Under the 2015 Regulations, a broader and more transparent avenue of exception6 now allows companies to present evidence of "self-cleaning" in order to avoid mandatory exclusion. The company must demonstrate its "reliability" by providing evidence of measures it has taken in response to the underlying misconduct. The 2015 Regulations reproduce the wording in the Directive that expands upon the meaning of "self-cleaning."7 To demonstrate "self-cleaning" a company will need to prove that it has: paid or undertaken to pay compensation for any damage caused by the misconduct; clarified the facts and circumstances in a comprehensive manner by actively collaborating with the investigating authorities; and taken concrete technical, organisational and personnel measures that are appropriate to prevent further criminal offences or misconduct. How these requirements will be interpreted remains to be seen. Where the subject of the conviction is the company itself, the requirements are likely to be satisfied by compliance with the terms of any sentence or deferred / non-prosecution agreement. In other cases, where the contracting authority cannot look to a court order arising from the underlying conviction, it may be assisted by the approach taken in the US, where the concept of self-cleaning in procurement matters is well developed. Where the evidence provided by the company is deemed insufficient, the contracting authority must give the company a statement of reasons. However, if the evidence is sufficient to demonstrate the company's "reliability" the contracting authority has no discretion to exclude it from the procurement process.
 
Where a company's business includes public procurement, the effects of exclusion can be devastating. The 2015 Regulations are welcome in that they provide an avenue through which companies may be able to mitigate some of the collateral consequences of corporate convictions. While it remains to be seen what the relevant authorities will accept as evidence of "self-cleaning," companies can nevertheless derive some comfort from the additional certainty that the 2015 Regulations provide.

 

1 The statutory wording for persons who could participate in the award of contracts is "economic operator." This term is defined as any person or public entity or group of such persons and entities, including any temporary association of undertakings, which offers the execution of works or a work, the supply of products or the provision of services on the market.

2 See Regulation 57 (11).

3 The scope of the exclusion appears to be broader than the equivalent provision under the 2006 Regulations, which applied to "directors or any person who has powers or representation, decision or control."

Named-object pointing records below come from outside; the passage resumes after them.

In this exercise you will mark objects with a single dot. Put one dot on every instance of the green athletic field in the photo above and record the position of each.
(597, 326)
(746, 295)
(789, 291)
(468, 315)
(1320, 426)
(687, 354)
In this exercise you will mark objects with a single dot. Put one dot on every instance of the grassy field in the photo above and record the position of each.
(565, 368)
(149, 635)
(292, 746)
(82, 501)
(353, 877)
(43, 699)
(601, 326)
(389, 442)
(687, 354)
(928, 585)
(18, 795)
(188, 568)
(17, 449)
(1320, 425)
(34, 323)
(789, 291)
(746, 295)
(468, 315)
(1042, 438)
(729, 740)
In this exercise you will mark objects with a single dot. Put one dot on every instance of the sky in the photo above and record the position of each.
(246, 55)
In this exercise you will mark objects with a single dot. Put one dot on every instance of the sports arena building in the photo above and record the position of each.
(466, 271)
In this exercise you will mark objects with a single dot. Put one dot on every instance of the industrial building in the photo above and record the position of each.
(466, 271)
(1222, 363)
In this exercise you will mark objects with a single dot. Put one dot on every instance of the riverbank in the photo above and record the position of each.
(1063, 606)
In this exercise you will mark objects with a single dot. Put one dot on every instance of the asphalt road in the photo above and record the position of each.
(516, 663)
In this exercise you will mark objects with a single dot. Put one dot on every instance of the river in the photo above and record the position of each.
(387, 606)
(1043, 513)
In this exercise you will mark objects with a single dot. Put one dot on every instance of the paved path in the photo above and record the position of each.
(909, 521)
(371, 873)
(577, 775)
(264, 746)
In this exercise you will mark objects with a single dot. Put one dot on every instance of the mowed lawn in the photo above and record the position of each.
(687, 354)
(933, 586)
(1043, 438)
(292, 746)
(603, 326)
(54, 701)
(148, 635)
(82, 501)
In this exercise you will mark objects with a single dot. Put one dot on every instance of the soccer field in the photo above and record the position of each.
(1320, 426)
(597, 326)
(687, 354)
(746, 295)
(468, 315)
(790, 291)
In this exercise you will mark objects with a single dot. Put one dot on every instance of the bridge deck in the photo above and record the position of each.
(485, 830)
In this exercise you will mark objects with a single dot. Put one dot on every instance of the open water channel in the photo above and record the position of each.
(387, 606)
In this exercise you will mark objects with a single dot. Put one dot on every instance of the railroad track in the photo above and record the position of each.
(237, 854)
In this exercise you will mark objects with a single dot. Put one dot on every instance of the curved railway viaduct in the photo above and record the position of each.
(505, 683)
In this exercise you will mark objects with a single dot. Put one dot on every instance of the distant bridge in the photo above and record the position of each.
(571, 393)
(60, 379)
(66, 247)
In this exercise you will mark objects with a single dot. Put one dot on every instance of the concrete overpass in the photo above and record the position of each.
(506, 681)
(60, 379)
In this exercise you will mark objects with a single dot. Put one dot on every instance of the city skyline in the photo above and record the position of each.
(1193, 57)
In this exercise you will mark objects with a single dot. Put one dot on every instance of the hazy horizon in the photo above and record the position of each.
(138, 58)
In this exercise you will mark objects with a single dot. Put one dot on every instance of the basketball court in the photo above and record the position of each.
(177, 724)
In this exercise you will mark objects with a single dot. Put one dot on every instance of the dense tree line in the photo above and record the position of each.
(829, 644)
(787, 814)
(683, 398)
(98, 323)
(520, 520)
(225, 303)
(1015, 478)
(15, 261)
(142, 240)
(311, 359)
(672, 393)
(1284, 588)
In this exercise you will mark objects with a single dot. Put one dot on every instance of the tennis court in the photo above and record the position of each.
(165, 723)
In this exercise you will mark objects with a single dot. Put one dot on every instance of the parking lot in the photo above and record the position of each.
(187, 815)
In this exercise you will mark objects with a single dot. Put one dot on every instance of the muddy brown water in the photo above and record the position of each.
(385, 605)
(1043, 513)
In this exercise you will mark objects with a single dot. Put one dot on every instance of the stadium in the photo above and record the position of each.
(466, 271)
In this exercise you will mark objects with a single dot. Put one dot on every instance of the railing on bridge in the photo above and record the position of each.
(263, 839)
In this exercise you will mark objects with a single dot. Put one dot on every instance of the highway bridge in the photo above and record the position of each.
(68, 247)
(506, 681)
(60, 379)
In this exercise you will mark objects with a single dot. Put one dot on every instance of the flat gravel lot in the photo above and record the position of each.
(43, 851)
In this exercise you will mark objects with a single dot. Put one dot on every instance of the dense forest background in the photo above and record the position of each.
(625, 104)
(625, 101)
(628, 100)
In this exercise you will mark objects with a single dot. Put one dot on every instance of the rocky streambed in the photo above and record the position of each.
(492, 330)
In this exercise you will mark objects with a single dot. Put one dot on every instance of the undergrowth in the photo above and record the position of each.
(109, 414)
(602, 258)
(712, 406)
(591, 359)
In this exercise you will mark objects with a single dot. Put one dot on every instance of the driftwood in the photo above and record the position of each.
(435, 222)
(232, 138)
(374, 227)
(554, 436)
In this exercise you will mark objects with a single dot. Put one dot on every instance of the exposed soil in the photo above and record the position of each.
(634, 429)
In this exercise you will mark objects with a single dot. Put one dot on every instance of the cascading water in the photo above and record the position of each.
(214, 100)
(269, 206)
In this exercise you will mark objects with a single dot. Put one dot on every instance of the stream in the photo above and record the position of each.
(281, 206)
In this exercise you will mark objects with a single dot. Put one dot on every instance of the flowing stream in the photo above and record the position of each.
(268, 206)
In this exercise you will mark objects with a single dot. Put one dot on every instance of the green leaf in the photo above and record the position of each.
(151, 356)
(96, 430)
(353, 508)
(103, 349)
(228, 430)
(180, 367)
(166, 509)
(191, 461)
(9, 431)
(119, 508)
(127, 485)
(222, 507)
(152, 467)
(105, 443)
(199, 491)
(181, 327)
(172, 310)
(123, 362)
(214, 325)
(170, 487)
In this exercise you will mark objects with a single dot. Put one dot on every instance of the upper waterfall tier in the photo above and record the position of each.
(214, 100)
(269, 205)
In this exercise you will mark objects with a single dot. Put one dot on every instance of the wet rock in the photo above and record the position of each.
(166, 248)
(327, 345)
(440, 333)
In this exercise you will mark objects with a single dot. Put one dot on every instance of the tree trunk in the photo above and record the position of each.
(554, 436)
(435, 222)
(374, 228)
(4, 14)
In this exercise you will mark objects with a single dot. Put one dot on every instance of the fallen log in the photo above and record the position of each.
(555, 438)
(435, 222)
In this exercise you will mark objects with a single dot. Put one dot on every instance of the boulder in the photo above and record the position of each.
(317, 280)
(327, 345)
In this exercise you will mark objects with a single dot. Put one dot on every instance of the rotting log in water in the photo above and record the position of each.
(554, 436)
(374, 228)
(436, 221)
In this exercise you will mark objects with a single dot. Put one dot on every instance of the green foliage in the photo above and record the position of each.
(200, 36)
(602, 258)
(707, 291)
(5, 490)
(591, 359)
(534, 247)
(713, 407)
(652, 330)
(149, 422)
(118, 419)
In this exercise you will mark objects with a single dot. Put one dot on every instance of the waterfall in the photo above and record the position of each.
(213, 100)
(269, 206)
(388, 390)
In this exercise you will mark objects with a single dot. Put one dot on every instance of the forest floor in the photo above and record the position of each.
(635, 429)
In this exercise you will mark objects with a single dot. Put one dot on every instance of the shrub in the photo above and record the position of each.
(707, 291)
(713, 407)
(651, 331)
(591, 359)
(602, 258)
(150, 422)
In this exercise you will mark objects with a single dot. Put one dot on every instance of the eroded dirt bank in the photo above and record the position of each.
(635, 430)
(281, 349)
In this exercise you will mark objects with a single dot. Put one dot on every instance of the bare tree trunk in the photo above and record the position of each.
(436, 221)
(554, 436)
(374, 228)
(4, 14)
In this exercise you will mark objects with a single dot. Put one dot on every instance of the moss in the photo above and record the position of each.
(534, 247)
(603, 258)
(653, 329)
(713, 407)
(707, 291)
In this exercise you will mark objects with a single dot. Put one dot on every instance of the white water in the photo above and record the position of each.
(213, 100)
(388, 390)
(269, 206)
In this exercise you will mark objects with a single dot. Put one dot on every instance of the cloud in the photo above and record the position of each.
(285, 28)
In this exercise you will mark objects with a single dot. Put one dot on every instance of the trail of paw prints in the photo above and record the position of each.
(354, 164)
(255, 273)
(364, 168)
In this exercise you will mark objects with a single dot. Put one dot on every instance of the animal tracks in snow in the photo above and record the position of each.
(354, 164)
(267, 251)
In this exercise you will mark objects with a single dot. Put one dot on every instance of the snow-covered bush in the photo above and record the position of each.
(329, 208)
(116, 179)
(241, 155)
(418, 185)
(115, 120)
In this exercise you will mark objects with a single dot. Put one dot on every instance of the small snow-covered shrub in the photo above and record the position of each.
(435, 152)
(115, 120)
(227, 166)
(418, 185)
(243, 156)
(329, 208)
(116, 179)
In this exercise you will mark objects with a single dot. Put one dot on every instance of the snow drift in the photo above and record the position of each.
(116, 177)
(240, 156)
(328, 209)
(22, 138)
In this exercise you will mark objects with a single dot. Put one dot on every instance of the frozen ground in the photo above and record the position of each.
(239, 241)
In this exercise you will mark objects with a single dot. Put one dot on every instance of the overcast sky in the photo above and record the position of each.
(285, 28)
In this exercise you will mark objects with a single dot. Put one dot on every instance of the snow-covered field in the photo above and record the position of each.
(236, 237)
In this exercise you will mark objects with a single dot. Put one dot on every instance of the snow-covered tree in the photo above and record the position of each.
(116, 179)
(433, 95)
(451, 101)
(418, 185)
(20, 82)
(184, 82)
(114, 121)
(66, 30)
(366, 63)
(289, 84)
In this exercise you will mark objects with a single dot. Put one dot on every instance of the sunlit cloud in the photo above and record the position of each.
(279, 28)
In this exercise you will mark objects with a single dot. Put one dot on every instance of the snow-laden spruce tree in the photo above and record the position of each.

4 There are other discretionary grounds for exclusion contained in Regulation 57(8).

5 This is more restrictive than the equivalent provision under the 2006 Regulations, where the authority could disregard the prohibition "if it was satisfied that there [were] overriding requirements in the general interest which justify doing so in relation to that economic operator."

6 See paragraphs 13-17 of Regulation 57.

7 The term "self-cleaning" is derived from the literal translation of a similar German legal concept. The stipulated aspects of self-cleaning as stated in Regulation 57 (15) are thought to reflect, in part, German case law. Whether the UK courts will interpret the language of the Regulations in a similar fashion remains to be seen (see Priess, Hans-Joachim "The rules on exclusion and self-cleaning under the 2014 Public Procurement Directive," Public Procurement Law Review 2014, p. 112).